🤖 AI Summary
This work proposes ZSSD, a zero-shot statistical downscaling framework that addresses the limitations of traditional methods—such as reliance on paired training data and poor generalization across global climate models (GCMs)—and overcomes physical inconsistencies and vanishing gradients in existing zero-shot approaches under large-scale forcing. ZSSD requires no paired data; instead, it learns physically consistent climate priors from reanalysis datasets and incorporates geographic boundaries and temporal information into a conditional generative model. A unified coordinate-guided mechanism and a diffusion posterior sampling (DPS)-based generation strategy are introduced to mitigate gradient vanishing and ensure consistency with large-scale atmospheric fields. Experiments demonstrate that ZSSD significantly outperforms current zero-shot baselines in 99th-percentile error metrics, faithfully reconstructs extreme events such as tropical cyclones, and enables robust inference across heterogeneous GCMs.
📝 Abstract
Conventional supervised climate downscaling struggles to generalize to Global Climate Models (GCMs) due to the lack of paired training data and inherent domain gaps relative to reanalysis. Meanwhile, current zero-shot methods suffer from physical inconsistencies and vanishing gradient issues under large scaling factors.
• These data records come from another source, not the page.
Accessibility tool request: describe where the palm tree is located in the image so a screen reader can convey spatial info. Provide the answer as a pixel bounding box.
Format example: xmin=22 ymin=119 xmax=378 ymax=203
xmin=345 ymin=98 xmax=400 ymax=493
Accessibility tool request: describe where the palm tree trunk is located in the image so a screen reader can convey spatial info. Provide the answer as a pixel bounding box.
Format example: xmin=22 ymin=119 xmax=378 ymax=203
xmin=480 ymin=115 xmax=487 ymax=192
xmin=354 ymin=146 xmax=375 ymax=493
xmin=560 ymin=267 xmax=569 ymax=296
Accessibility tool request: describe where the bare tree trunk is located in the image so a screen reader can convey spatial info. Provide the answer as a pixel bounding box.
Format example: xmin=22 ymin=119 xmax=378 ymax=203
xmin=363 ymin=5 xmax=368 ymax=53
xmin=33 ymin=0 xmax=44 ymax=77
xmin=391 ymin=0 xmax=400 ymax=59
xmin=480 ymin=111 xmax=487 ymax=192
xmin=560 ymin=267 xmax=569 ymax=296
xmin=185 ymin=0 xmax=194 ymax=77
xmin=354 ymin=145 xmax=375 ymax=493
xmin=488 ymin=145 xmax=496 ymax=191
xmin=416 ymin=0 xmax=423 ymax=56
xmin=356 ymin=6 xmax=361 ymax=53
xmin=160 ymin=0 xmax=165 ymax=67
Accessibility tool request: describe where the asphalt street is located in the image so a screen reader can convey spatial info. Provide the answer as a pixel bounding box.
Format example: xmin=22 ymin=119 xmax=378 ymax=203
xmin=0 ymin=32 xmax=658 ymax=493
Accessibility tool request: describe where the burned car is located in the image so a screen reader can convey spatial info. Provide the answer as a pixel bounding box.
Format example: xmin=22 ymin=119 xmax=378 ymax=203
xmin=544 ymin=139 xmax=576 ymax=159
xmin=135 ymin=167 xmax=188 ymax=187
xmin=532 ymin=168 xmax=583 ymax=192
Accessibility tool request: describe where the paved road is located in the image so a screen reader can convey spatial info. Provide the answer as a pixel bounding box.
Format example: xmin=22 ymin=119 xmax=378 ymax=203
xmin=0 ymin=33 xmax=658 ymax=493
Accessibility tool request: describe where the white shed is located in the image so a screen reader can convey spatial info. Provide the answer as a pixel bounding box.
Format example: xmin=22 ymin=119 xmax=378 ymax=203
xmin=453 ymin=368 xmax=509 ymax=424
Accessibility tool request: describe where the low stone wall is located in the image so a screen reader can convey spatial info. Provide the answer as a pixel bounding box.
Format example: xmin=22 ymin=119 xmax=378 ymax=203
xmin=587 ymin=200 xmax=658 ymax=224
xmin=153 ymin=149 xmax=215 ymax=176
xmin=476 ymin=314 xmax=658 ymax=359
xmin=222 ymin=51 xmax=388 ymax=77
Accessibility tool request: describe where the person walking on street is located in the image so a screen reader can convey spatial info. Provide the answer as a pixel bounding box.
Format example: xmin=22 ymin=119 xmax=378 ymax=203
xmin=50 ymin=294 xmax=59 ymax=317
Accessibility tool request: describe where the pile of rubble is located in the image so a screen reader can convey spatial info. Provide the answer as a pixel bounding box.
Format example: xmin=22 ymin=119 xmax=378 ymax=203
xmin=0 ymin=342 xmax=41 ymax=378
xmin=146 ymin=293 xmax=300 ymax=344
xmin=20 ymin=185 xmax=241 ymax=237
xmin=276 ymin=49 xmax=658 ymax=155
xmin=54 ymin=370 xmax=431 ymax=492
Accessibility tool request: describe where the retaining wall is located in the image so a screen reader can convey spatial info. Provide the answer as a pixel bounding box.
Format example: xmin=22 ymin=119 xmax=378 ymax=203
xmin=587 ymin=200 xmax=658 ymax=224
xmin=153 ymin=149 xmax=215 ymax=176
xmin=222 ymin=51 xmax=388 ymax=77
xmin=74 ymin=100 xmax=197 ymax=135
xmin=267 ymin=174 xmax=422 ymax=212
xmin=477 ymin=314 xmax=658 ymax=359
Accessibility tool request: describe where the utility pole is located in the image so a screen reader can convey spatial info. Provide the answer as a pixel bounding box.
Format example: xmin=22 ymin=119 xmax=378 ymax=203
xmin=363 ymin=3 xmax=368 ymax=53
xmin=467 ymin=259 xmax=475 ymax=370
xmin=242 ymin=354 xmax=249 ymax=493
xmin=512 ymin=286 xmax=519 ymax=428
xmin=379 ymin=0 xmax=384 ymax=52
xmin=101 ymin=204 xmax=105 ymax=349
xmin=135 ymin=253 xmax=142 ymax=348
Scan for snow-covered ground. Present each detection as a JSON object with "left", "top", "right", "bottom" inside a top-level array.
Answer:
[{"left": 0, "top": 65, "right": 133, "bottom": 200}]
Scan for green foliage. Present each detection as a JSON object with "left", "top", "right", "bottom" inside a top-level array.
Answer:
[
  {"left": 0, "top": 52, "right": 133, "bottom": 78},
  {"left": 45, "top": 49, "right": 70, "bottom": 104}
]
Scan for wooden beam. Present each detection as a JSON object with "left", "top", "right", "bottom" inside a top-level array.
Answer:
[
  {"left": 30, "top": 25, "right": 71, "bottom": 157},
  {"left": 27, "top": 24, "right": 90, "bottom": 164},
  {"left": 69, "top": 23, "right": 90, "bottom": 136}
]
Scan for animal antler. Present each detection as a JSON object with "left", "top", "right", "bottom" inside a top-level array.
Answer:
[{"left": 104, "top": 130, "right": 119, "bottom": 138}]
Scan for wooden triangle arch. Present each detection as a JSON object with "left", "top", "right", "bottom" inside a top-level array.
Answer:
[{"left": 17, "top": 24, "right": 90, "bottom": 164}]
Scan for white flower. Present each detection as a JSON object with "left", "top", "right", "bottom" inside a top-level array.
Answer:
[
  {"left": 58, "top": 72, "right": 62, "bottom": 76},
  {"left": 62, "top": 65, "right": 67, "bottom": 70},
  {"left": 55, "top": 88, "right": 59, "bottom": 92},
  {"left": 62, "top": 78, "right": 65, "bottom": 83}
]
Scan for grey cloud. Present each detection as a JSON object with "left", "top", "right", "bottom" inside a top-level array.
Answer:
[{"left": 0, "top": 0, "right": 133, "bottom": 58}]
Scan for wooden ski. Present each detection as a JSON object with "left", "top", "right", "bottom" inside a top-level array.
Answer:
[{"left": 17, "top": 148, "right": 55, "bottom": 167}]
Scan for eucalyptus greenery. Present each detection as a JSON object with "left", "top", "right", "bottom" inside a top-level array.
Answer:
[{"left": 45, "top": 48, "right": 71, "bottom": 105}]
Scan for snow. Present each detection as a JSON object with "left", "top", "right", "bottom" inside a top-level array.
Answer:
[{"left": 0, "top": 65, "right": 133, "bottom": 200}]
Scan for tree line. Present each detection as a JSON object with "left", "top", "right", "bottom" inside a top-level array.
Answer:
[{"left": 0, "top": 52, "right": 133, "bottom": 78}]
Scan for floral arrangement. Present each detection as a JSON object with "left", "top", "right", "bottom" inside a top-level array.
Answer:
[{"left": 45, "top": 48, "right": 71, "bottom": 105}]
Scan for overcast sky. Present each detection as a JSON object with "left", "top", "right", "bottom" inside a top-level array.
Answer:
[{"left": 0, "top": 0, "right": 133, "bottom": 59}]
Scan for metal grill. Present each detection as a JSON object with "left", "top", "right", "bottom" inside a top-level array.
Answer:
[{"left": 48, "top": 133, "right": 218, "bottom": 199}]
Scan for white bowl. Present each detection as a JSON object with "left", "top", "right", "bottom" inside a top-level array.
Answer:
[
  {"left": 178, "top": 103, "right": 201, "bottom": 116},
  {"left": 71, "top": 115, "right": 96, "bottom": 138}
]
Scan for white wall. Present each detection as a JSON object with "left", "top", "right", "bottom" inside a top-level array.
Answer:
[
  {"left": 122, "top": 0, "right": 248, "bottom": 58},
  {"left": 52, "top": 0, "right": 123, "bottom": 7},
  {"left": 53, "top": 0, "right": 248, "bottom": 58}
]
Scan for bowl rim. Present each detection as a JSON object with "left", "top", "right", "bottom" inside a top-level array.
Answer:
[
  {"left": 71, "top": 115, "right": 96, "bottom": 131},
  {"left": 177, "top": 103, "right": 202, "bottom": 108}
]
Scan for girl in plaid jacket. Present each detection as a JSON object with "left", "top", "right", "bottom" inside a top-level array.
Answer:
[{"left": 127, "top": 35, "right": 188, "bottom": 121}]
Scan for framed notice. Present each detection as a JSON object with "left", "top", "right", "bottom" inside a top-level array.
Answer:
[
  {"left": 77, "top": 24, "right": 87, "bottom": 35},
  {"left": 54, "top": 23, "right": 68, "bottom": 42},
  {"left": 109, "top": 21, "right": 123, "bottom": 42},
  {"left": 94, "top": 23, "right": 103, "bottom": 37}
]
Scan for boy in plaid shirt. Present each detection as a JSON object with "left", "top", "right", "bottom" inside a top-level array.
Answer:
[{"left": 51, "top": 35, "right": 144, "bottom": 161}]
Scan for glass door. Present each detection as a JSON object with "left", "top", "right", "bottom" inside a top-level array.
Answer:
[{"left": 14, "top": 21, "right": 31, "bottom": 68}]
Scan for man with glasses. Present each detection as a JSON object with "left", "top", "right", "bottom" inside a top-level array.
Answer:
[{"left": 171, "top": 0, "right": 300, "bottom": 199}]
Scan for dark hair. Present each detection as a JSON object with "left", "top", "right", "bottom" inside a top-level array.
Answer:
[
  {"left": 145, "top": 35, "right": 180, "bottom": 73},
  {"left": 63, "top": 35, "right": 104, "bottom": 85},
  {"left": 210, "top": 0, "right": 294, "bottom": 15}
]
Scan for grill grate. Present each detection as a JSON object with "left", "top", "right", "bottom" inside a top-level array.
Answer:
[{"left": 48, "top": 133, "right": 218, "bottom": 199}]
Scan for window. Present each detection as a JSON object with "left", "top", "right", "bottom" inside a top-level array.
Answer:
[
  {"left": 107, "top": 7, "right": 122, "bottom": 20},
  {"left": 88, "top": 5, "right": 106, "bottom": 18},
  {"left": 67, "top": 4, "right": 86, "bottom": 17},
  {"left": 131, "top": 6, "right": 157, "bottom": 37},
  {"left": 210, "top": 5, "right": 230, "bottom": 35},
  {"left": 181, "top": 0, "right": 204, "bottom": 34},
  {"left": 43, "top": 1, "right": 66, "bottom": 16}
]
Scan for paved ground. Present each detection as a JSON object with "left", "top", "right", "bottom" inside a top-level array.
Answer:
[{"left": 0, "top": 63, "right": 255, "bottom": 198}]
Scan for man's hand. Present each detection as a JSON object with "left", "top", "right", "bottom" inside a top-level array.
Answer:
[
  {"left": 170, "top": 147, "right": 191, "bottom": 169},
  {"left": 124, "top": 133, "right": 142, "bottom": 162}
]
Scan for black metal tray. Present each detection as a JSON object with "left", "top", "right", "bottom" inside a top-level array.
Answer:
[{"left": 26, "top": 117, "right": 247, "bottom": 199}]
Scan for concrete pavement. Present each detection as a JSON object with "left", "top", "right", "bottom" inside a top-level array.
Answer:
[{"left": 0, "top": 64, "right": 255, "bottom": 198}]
We propose Zero-Shot Statistical Downscaling (ZSSD), a zero-shot framework that performs statistical downscaling without paired data during training. ZSSD leverages a Physics-Consistent Climate Prior learned from reanalysis data, conditioned on geophysical boundaries and temporal information to enforce physical validity. Furthermore, to enable robust inference across varying GCMs, we introduce Unified Coordinate Guidance. This strategy addresses the vanishing gradient problem in vanilla DPS and ensures consistency with large-scale fields. Results show that ZSSD significantly outperforms existing zero-shot baselines in 99th percentile errors and successfully reconstructs complex weather events, such as tropical cyclones, across heterogeneous GCMs.